The former chairman of the Mashpee Wampanoag Tribe, who also used to be the president of the tribe’s gaming authority, pleaded guilty Friday to tax fraud charges in connection with a casino the tribe plans to build in Taunton, authorities said.
Cedric Cromwell, 60, of Attleboro, pleaded guilty to four counts of filing a false tax return, according to a press release from United States Attorney Leah B. Foley and Ted E. Docks, special agent in charge of the Federal Bureau of Investigation, Boston Field Division.
Cromwell didn’t report more than $177,000 in income — most of it related to the planned First Light Resort and Casino in Taunton — on his federal tax returns from 2014-2017, authorities wrote.

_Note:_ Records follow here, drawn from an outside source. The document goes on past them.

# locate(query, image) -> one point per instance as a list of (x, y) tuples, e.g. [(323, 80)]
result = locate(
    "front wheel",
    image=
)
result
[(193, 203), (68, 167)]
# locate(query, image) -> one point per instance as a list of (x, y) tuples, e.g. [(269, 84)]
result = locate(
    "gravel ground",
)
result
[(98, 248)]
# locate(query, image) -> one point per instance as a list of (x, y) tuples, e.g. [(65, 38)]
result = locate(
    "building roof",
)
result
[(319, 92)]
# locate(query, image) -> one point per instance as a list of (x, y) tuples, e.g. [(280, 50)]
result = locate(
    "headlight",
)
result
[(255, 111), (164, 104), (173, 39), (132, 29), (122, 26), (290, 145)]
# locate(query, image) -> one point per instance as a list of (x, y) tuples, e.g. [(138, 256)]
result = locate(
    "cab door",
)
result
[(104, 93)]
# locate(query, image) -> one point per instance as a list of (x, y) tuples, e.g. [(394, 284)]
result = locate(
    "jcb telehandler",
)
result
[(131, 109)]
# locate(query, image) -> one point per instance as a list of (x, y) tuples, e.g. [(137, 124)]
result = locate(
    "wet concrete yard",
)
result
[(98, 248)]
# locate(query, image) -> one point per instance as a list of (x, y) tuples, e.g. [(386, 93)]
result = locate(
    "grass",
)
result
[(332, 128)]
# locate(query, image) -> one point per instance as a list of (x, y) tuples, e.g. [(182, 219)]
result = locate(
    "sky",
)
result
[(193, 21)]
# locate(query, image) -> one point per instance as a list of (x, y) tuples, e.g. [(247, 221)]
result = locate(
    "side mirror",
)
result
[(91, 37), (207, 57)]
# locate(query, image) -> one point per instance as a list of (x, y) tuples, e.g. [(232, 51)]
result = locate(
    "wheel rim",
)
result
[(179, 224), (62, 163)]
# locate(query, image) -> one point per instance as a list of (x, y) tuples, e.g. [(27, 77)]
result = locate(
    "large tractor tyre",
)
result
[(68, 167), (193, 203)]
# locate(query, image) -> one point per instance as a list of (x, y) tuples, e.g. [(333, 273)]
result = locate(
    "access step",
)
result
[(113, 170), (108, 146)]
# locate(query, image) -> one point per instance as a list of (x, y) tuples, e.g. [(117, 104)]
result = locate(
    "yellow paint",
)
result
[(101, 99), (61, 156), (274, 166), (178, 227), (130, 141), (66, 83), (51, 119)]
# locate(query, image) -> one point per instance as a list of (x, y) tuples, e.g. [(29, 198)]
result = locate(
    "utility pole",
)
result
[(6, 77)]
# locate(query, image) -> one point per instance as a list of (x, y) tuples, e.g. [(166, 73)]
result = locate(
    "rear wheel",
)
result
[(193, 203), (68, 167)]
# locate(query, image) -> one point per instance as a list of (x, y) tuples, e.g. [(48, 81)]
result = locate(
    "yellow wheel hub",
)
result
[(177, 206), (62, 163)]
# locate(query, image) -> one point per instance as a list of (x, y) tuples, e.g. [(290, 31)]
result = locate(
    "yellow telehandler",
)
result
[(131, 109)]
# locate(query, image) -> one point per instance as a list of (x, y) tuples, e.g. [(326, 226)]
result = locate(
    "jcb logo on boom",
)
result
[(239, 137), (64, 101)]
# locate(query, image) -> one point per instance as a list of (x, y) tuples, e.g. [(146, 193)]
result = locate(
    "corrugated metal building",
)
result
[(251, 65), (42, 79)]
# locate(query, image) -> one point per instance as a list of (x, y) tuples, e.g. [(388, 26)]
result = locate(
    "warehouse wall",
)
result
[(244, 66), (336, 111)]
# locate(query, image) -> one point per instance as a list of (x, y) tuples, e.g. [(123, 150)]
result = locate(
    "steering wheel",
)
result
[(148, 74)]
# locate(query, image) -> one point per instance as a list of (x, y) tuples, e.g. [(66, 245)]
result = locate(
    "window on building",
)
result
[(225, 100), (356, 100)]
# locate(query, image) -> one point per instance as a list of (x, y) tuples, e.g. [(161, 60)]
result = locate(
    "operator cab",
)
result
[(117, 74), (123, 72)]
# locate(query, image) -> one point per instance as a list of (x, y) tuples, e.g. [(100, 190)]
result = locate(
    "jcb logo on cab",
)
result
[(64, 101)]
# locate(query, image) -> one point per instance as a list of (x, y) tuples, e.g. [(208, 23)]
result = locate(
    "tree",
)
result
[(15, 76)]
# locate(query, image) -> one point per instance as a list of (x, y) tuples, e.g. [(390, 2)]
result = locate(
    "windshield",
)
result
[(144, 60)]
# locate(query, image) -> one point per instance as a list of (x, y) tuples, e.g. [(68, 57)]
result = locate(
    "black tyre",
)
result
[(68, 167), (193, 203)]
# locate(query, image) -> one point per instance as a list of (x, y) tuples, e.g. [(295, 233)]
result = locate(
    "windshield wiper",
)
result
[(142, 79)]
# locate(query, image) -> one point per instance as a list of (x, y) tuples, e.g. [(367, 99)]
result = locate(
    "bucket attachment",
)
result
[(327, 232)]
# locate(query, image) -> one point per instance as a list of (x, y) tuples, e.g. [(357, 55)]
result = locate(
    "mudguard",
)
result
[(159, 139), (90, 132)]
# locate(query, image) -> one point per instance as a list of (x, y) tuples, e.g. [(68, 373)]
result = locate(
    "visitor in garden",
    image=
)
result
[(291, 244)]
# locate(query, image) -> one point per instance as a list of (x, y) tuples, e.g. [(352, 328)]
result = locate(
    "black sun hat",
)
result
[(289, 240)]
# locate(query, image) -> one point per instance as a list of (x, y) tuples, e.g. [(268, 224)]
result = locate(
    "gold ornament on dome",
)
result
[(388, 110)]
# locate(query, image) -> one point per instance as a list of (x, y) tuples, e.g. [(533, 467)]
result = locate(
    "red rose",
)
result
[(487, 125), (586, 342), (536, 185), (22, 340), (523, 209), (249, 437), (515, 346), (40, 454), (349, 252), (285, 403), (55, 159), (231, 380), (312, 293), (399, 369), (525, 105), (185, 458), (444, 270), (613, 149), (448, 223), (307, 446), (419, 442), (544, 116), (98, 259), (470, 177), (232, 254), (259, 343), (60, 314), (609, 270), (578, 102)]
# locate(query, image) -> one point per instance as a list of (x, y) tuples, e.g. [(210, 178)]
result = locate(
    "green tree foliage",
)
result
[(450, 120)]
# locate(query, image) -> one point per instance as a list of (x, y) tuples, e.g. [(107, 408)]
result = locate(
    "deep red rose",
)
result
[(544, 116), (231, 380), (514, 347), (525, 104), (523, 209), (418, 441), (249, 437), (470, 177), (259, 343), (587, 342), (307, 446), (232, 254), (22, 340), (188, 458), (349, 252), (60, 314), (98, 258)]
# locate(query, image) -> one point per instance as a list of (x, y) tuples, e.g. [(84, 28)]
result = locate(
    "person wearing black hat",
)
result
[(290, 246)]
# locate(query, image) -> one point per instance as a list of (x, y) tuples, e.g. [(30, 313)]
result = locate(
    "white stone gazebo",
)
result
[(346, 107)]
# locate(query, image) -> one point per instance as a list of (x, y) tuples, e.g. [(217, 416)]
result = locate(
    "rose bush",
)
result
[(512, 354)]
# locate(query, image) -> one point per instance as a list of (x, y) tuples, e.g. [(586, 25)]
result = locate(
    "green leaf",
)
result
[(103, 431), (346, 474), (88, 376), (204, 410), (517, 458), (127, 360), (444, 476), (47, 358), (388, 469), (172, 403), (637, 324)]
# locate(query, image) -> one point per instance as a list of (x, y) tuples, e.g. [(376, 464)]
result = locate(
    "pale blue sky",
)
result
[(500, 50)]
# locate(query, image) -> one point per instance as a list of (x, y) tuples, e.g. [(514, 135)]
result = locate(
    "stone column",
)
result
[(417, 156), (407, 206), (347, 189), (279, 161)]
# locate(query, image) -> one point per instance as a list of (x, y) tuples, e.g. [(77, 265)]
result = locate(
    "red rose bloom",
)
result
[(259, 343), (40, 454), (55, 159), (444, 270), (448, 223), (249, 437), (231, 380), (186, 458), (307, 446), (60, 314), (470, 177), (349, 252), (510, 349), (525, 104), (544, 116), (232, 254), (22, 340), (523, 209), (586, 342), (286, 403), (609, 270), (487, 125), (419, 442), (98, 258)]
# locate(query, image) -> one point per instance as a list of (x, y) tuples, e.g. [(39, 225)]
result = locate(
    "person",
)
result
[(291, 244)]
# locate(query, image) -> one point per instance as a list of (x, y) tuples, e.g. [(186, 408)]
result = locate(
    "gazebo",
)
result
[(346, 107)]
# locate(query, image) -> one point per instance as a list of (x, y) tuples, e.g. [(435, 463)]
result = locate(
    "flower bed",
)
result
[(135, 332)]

A judge will sentence Cromwell Nov. 5 for both this case and for extortion convictions that were reinstated by the First Circuit Court of Appeals last year after a trial court had dismissed them, authorities said.
Initially, Cromwell faced both tax and extortion charges, after a federal grand jury in Boston indicted him in March 2021. He was accused of extorting “an architecture-and-design firm that had a contract to serve as the Gaming Authority’s ‘owner’s representative’ for the casino project,” authorities said.
But the trial court separated the tax counts from the extortion counts and Cromwell went before a jury in 2022 on the extortion charges. A jury convicted Cromwell of four extortion-related charges in May 2022; however, the trial court dismissed the convictions, authorities said.
After an appeals court reinstated that conviction last September, Cromwell appealed again, this time to the U.S. Supreme Court. However, the nation’s highest court declined to hear the case and he’ll be sentenced for those charges in November, authorities said.
Cromwell faces the potential for up to three years in prison on the false tax return charges, with one year of supervised release and a fine of $100,000, authorities said.
He faces up to 20 years in prison for each of the four extortion charges, with three years of supervised release and a fine of $250,000, authorities said.
Assistant U.S. attorneys Christine Wichers and Jared C. Dolan of the Criminal Division prosecuted the case.